Member of Parliament for Jinja District
- In office 2001–2021
- Succeeded by: Loy Katali

Resident District Commissioner of Buvuma District
- In office 2021–Present

Personal details
- Born: 17 July 1973 (age 52) Jinja District, Uganda
- Citizenship: Uganda
- Party: National Resistance Movement (NRM)

= Agnes Nabirye =

Ugandan politician

Agnes Nabirye (born on 17 July 1973) is a Ugandan politician who served as a member of parliament for Jinja District in Uganda.

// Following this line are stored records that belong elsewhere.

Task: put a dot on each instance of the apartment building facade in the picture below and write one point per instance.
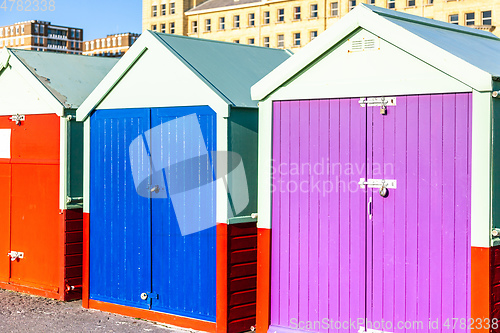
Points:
(294, 23)
(42, 36)
(112, 46)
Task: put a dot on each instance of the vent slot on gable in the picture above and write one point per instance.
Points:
(364, 44)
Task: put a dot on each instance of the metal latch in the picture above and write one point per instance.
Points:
(145, 296)
(378, 183)
(383, 102)
(18, 118)
(15, 255)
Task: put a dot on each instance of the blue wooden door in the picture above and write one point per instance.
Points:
(184, 257)
(152, 204)
(120, 219)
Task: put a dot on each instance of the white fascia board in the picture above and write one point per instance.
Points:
(265, 192)
(114, 76)
(39, 88)
(362, 17)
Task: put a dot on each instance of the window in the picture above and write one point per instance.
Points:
(352, 4)
(296, 13)
(266, 17)
(469, 19)
(266, 42)
(453, 19)
(281, 40)
(486, 17)
(314, 10)
(251, 19)
(334, 9)
(281, 15)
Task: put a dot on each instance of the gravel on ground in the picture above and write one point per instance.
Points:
(26, 313)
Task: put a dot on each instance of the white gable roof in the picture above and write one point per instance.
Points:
(468, 55)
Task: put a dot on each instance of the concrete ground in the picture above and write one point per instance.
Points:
(25, 313)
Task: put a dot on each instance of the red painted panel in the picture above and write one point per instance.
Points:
(35, 224)
(5, 171)
(242, 277)
(36, 139)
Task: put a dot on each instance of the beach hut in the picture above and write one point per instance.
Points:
(152, 195)
(41, 160)
(378, 179)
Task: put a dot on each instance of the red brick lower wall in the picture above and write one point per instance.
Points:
(242, 277)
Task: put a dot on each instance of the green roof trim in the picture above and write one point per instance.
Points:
(69, 78)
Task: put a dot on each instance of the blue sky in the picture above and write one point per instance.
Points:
(98, 18)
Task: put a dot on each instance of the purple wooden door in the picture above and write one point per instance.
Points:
(418, 240)
(338, 265)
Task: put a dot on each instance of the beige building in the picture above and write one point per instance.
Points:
(111, 46)
(294, 23)
(41, 36)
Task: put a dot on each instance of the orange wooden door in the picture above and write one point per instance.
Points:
(5, 192)
(35, 228)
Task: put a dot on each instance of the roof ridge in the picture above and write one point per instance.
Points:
(427, 21)
(158, 34)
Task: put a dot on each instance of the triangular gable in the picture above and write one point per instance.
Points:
(363, 17)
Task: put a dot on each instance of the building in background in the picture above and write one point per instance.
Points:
(294, 23)
(111, 46)
(41, 36)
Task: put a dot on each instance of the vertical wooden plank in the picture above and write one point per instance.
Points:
(324, 205)
(424, 162)
(462, 247)
(301, 235)
(378, 222)
(334, 271)
(387, 172)
(276, 222)
(285, 216)
(295, 206)
(357, 208)
(448, 300)
(412, 217)
(314, 212)
(436, 202)
(369, 225)
(400, 228)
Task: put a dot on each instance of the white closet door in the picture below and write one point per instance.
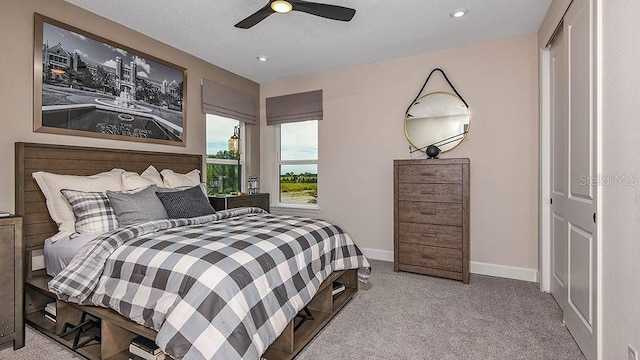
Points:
(559, 135)
(580, 203)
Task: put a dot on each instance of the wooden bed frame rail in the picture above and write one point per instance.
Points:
(117, 331)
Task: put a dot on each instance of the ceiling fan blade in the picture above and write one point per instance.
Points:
(255, 17)
(334, 12)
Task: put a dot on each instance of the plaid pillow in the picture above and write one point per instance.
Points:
(93, 212)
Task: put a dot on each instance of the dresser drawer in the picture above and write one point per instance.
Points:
(430, 234)
(430, 192)
(430, 213)
(431, 257)
(430, 173)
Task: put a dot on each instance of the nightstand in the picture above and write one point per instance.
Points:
(234, 201)
(11, 281)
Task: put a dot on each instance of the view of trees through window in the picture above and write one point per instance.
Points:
(299, 162)
(222, 165)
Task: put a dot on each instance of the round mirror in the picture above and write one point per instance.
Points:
(440, 119)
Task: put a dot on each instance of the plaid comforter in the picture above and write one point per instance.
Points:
(220, 286)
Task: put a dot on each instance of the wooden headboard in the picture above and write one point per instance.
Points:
(76, 160)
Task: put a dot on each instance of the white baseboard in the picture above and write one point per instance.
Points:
(376, 254)
(509, 272)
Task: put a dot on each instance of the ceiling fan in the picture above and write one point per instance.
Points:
(334, 12)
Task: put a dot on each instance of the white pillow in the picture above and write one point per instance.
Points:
(133, 181)
(59, 208)
(173, 180)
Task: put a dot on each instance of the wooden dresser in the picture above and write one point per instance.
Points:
(11, 281)
(431, 217)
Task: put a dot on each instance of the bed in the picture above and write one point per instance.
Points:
(312, 284)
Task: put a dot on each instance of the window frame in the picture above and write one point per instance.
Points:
(228, 161)
(311, 208)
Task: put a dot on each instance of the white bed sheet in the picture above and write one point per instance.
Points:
(58, 253)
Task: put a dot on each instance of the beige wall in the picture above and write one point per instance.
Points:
(362, 133)
(620, 157)
(16, 92)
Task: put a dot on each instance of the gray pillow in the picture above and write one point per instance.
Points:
(133, 208)
(185, 203)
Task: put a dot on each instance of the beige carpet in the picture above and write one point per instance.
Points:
(410, 316)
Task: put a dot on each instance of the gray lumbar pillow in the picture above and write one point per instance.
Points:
(133, 208)
(185, 203)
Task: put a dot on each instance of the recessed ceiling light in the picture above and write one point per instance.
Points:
(458, 13)
(281, 6)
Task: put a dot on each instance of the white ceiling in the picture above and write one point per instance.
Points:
(300, 44)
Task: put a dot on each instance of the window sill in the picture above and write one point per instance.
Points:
(297, 209)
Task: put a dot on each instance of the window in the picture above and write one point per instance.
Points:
(222, 166)
(298, 163)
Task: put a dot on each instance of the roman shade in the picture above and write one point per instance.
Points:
(224, 101)
(294, 107)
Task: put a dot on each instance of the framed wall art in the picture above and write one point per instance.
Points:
(86, 85)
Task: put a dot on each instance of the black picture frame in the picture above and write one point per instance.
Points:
(85, 85)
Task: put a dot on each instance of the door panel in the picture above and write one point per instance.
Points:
(559, 124)
(559, 258)
(581, 279)
(580, 203)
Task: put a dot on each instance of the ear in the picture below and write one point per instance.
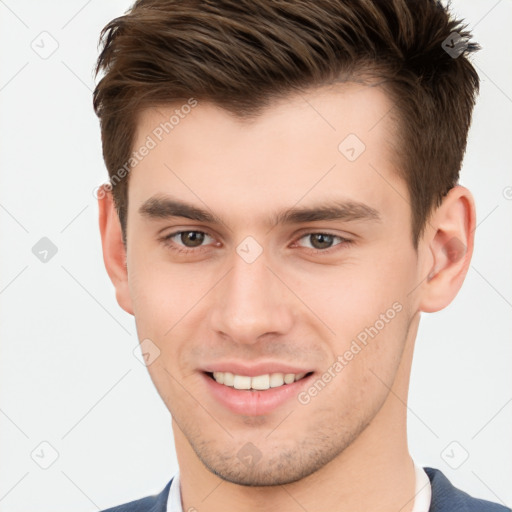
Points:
(450, 240)
(114, 252)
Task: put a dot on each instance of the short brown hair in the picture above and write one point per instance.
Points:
(241, 54)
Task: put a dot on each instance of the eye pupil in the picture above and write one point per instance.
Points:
(325, 240)
(196, 237)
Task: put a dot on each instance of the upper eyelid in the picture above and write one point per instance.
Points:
(296, 238)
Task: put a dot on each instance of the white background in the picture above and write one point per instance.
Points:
(68, 373)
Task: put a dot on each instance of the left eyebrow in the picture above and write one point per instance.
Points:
(163, 207)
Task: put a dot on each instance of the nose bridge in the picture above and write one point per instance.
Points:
(250, 300)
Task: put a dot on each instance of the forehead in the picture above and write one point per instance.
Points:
(329, 143)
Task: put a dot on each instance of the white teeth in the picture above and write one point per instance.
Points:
(260, 382)
(276, 380)
(289, 378)
(242, 382)
(229, 378)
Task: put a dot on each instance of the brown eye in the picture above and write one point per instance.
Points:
(323, 242)
(192, 238)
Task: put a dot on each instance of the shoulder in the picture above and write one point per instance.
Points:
(155, 503)
(447, 498)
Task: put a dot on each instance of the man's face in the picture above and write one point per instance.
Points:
(241, 294)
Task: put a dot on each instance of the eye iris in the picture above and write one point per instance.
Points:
(192, 236)
(325, 240)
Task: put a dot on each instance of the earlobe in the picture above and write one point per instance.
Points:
(451, 244)
(114, 251)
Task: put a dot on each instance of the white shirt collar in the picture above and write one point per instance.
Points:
(422, 498)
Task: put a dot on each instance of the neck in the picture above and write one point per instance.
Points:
(375, 473)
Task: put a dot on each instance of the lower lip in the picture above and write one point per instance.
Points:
(254, 403)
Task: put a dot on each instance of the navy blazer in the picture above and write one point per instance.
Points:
(445, 498)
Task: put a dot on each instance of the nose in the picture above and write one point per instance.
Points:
(251, 301)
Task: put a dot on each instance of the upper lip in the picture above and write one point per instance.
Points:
(253, 370)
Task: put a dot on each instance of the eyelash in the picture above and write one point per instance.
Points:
(167, 240)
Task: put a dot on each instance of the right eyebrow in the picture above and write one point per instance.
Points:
(163, 207)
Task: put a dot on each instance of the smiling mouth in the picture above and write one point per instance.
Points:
(257, 383)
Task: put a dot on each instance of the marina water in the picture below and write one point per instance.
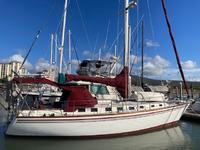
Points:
(185, 136)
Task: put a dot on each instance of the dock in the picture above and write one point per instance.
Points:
(191, 116)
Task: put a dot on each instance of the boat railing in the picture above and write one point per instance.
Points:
(102, 107)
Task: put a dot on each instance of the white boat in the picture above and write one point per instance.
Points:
(95, 107)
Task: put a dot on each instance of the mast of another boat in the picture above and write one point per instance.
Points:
(127, 5)
(70, 54)
(63, 36)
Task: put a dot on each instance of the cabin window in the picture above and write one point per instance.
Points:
(141, 107)
(81, 109)
(99, 89)
(131, 108)
(108, 109)
(119, 108)
(94, 109)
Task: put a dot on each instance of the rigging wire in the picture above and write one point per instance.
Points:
(150, 20)
(104, 47)
(74, 49)
(118, 11)
(43, 25)
(84, 26)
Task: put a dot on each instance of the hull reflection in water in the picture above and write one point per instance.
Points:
(172, 138)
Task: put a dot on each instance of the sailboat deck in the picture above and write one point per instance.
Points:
(100, 109)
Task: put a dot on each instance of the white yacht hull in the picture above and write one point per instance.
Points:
(97, 125)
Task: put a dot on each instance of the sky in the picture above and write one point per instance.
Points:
(95, 25)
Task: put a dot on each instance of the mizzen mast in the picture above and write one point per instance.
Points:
(63, 36)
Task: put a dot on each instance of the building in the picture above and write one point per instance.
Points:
(7, 70)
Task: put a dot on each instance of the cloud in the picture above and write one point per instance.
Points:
(18, 58)
(189, 65)
(87, 53)
(155, 66)
(151, 43)
(42, 65)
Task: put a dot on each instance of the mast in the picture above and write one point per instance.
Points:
(174, 46)
(142, 71)
(127, 6)
(70, 54)
(51, 54)
(56, 48)
(63, 36)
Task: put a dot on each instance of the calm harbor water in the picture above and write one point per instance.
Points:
(186, 136)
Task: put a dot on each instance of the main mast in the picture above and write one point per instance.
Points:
(63, 36)
(127, 6)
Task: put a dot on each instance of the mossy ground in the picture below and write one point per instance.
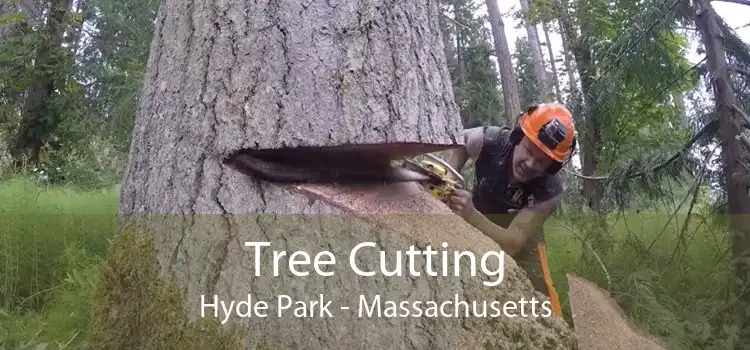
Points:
(54, 275)
(134, 308)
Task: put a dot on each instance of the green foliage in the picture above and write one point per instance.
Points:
(475, 79)
(51, 241)
(483, 104)
(669, 275)
(528, 87)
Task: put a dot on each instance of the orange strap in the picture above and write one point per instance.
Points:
(542, 248)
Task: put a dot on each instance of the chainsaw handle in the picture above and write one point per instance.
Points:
(449, 167)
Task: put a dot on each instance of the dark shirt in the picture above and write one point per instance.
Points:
(493, 194)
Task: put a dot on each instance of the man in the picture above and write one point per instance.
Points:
(512, 168)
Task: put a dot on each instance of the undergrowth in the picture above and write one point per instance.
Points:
(53, 240)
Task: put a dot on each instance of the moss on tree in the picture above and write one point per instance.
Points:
(134, 307)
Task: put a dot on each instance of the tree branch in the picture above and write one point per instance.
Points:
(741, 2)
(740, 70)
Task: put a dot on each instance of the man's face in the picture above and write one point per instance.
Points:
(529, 161)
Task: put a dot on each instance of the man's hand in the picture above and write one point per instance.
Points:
(461, 202)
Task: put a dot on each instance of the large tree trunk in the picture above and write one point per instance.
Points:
(508, 80)
(732, 156)
(293, 74)
(536, 54)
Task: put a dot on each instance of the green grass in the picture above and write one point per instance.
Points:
(52, 241)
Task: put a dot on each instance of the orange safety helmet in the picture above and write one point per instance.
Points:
(550, 127)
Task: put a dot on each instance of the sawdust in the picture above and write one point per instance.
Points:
(600, 323)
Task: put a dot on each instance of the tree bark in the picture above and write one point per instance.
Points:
(732, 156)
(507, 76)
(590, 137)
(239, 75)
(536, 54)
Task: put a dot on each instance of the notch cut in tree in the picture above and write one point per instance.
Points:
(239, 77)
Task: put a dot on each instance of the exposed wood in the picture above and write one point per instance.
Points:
(600, 323)
(234, 75)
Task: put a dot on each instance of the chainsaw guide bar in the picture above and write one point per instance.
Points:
(320, 168)
(346, 167)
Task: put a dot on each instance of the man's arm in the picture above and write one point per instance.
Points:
(473, 139)
(527, 222)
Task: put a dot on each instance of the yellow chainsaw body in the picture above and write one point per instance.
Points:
(447, 185)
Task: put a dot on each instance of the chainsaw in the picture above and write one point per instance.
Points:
(327, 165)
(443, 178)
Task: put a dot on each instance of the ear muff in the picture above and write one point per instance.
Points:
(557, 166)
(516, 135)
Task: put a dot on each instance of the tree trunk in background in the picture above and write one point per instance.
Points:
(536, 54)
(553, 64)
(589, 131)
(37, 118)
(292, 74)
(448, 49)
(732, 156)
(569, 67)
(508, 78)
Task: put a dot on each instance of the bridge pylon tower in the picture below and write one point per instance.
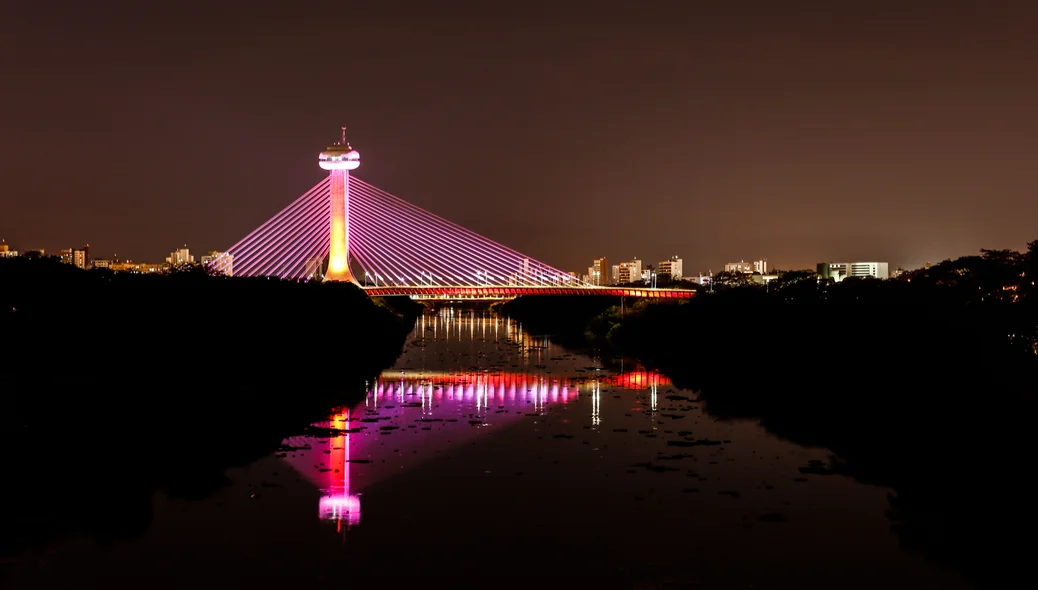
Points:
(338, 159)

== Background and education ==
Nabirye was born in Jinja District in the Eastern Region of Uganda. She worked as a tutor in various teacher training colleges and was elected as a councillor in Jinja District in 2001.

== Career ==
Nabirye served as a Jinja District Council Speaker and was elected as a member of Parliament representing women in the 9th parliament during the 2011 elections. She competed against six other candidates.

In 2021, Nabirye contested in the same constituency for the position of woman member of parliament of Jinja but was defeated by Loy Katali, the NRM flag bearer.

Nabirye was later appointed by the president of Uganda, Yoweri Kaguta Museveni, as the Resident District Commissioner (RDC) of Buvuma district.

== Personal details ==
Nabirye is a member of the NRM, the ruling party in Uganda. She competed against Moureen Kyalya Walube, who later filed a lawsuit accusing her of election rigging.